For neonatal diagnosis, ultrasound and CT scans appear to be more sensitive than X-ray scans owing to their superior contrast resolution8, 9. The diagnosis of IIAC was confirmed in two of our cases by CT scan, which clearly showed calcified major arterial walls.
IIAC is associated with, and perhaps caused by, mutations on chromosome 6q22 that inactivate ectonucleotide pyrophosphate/phosphodiesterase 1. This cell surface enzyme generates inorganic pyrophosphate, a solute that regulates cell differentiation and serves as an essential inhibitor of calcification in the form of hydroxyapatite10. Since the identification of these mutations is used only for research purposes, prenatal genetic testing as a diagnostic tool is currently unavailable. In the future, however, prenatal DNA analysis may be possible.

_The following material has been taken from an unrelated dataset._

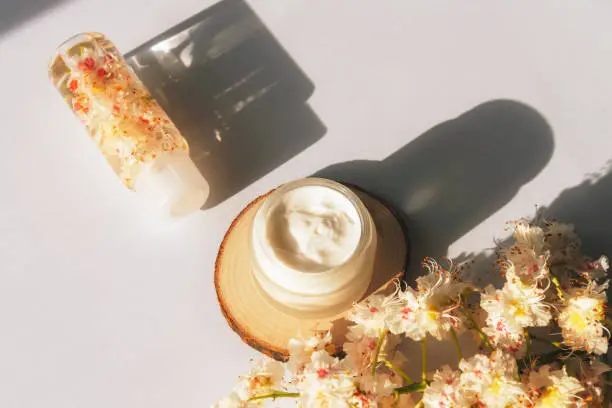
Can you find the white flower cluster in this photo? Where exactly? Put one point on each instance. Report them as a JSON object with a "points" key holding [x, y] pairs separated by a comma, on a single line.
{"points": [[527, 299], [493, 381], [548, 282]]}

Although less severe phenotypes of IIAC with spontaneous resolution of the calcifications and even long-term survival (with follow-up of up to 25 years) have been reported8, 11, 12, approximately 85% of affected patients die within the first 6 months of postnatal life3, 13. Death is most commonly due to cardiac ischemia secondary to coronary artery involvement3, 9. As the prognosis is extremely poor, with a fatal outcome likely, medical treatment using bisphosphonates is usually unsuccessful9, 12, 14. In conclusion, increased echogenicity of the fetal vasculature should alert the sonologist to this fatal condition, which can facilitate early diagnosis and further planning of management.